On April 17, 2024, Energy and Commerce Committee Ranking Member, Frank Pallone, Jr., delivered an opening remark at a legislative hearing in which he outlined reasons why the American Privacy Rights Act (APRA) should not be adopted without further enhancements. The reasons are summarized below:
- Children's Privacy: Although the APRA recognizes the sensitivity of children's information, it lacks specific protections that were included in the previous American Data Privacy and Protection Act (ADPPA). For instance, Frank Pallone suggested that APRA should explicitly prohibit targeted advertising to children and incorporate privacy by design practices for children's data.
- Data Minimization: Although Mr. Pallone supported the move towards data minimization in APRA, which limits the collection and use of personal data to what is necessary, he mentioned that this principle needs to be strengthened to ensure that unnecessary data collection – especially by applications that do not need such data to function – is avoided.
- Consumer Control over Data: APRA should enable consumers to have more control over their data, such as the ability to access, correct, delete, or port their data. It should also allow consumers to opt out of targeted advertising and restrict data brokers from collecting their personal information without explicit consent.

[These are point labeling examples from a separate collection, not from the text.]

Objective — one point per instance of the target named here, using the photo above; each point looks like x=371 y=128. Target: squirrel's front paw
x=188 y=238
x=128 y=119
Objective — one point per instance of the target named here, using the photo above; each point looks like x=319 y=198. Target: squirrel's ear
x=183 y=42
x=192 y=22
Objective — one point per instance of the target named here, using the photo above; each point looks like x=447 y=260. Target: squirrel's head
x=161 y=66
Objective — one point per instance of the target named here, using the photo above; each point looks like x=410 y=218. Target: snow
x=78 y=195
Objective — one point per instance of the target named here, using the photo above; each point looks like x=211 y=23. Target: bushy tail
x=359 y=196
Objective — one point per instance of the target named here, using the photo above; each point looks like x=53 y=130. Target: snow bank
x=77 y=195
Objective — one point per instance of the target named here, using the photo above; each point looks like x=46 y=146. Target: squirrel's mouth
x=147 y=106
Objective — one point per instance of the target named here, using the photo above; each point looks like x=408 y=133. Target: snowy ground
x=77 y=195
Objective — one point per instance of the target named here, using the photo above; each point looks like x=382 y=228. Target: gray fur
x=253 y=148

- Robust Enforcement and Regulatory Improvements: There's a need for creating a Youth Privacy Division at the FTC, as proposed, to enhance enforcement and oversight, specifically focused on protecting children’s privacy online
- Algorithmic Accountability: Frank Pallone pointed out that privacy laws should evolve to include provisions on algorithmic accountability and discrimination, given the advancements in AI technologies since the ADPPA was originally introduced. He suggested that current legislation may not sufficiently address the potential misuse of AI in decision-making processes that could impact civil rights.
Key Takeaway
- The criticism of both parties mentioned above highlight significant apprehensions about the potential dilution of privacy protections if APRA were to be adopted.
- There are still some areas where the APRA could be improved to provide more comprehensive protections, particularly for vulnerable groups such as children, and to adapt to the technological landscape that continues to evolve.
- The APRA has the potential to lower the privacy standards set by the CCPA, reducing the ability of states to innovate and adapt to new privacy challenges, and to weaken the enforcement mechanisms that are crucial for protecting consumer privacy.